British Airways warned today that air fares would have to rise after it announced an 88% plunge in pre-tax profits for the first quarter of the financial year.

BA chief executive Willie Walsh said the company was in "the worst trading environment" the aviation industry had faced and it was "absolutely inevitable" that fare levels would have to reflect the huge rise in the BA fuel bill.

BA also announced that it was reducing its winter 2008/09 capacity by 3.1%.

The carrier said its pre-tax profits for April-June were £37 million - an 87.6% dip compared with the £298 million figure for the same period last year.

Fuel costs were up 49% and Mr Walsh said the annual fuel bill was expected to top £3 billion - the equivalent of more than £8 million a day.

Mr Walsh said it was "impossible to say" how much fares would have to go up.

He said: "The main driver behind fare increases will be the high oil price.
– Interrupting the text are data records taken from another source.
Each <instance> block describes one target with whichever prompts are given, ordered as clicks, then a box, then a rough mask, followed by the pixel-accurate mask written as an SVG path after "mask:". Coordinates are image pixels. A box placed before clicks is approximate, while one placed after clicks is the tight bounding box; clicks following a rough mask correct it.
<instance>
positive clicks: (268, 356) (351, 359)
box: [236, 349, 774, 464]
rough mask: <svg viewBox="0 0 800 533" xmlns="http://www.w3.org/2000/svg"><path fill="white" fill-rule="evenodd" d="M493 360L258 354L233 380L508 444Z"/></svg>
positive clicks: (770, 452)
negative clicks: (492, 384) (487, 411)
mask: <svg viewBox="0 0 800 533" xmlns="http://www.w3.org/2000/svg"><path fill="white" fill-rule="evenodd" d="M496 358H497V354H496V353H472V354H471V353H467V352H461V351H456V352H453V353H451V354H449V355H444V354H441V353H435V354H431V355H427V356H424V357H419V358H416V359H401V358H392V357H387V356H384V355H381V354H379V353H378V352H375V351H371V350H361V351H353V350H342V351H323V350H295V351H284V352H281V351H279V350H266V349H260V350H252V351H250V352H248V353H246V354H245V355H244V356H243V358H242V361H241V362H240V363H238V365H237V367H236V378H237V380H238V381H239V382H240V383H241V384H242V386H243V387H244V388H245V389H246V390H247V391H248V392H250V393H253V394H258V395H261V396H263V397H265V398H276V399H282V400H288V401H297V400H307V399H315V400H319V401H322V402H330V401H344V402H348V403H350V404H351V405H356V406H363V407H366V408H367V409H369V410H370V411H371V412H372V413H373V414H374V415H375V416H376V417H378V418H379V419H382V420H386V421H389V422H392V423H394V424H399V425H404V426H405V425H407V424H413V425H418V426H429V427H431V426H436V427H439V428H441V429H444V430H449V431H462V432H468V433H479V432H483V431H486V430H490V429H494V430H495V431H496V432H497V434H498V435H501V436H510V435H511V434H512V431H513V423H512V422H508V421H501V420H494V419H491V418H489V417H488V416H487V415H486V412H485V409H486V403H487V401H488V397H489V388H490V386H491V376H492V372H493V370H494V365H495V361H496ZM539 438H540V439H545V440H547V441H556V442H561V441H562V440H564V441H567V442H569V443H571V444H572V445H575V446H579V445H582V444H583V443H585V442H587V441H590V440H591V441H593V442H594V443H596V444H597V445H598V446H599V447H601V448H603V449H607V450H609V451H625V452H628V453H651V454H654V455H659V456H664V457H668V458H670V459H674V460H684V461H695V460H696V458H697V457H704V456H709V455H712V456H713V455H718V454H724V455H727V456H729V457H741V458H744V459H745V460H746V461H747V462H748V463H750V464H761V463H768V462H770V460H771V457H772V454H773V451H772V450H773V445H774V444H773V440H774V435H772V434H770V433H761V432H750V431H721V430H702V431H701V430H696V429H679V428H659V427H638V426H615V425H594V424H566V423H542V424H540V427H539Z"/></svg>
It's very clear that the industry is going to have to reflect this high price."

Mr Walsh continued: "We are in the worst trading environment the industry has ever faced.

"The combination of unprecedented oil prices, economic slowdown and weaker consumer confidence has led to substantially lower first-quarter profits.

"Fuel prices have doubled in the past year. A successful hedging programme mitigated the impact but nevertheless fuel costs at £706 million were up £233 million in the quarter."

BA had to endure a catastrophic opening of Heathrow's Terminal 5 (T5) in March, with flights cancelled, bags going astray and huge queues.

Today, Mr Walsh said T5 was "performing well" and six million passengers had travelled through the £4.3 billion terminal.

BA's first-quarter operating profit was £35 million compared with £266 million for the same period last year. Net debt dipped £206 million to £1.1 billion.

Passenger revenue rose 2.9% but weaker consumer confidence meant planes in March-June travelled 73.4% full - a 3.4% dip on the figure for the same time last year.

BA lowered its guidance for revenue growth in the full year from 4% to 3%, with non-fuel costs targeted to rise by 3% instead of the previous guidance of 3% to 3.5%.

The airline said it would be several months before its planned merger with Spanish carrier Iberia would be completed but it was confident of securing regulatory approval.

Talks about "further co-operation" with giant US carrier American Airlines were "progressing well".

Mr Walsh said it was "far too early to say" what impact the planned merger with Iberia would have on jobs at BA.

He added: "I believe a merger with Iberia is good for BA and for Iberia. If people are concerned about jobs, I have to say that long-term job security can best be achieved through strengthening BA through a merger like this."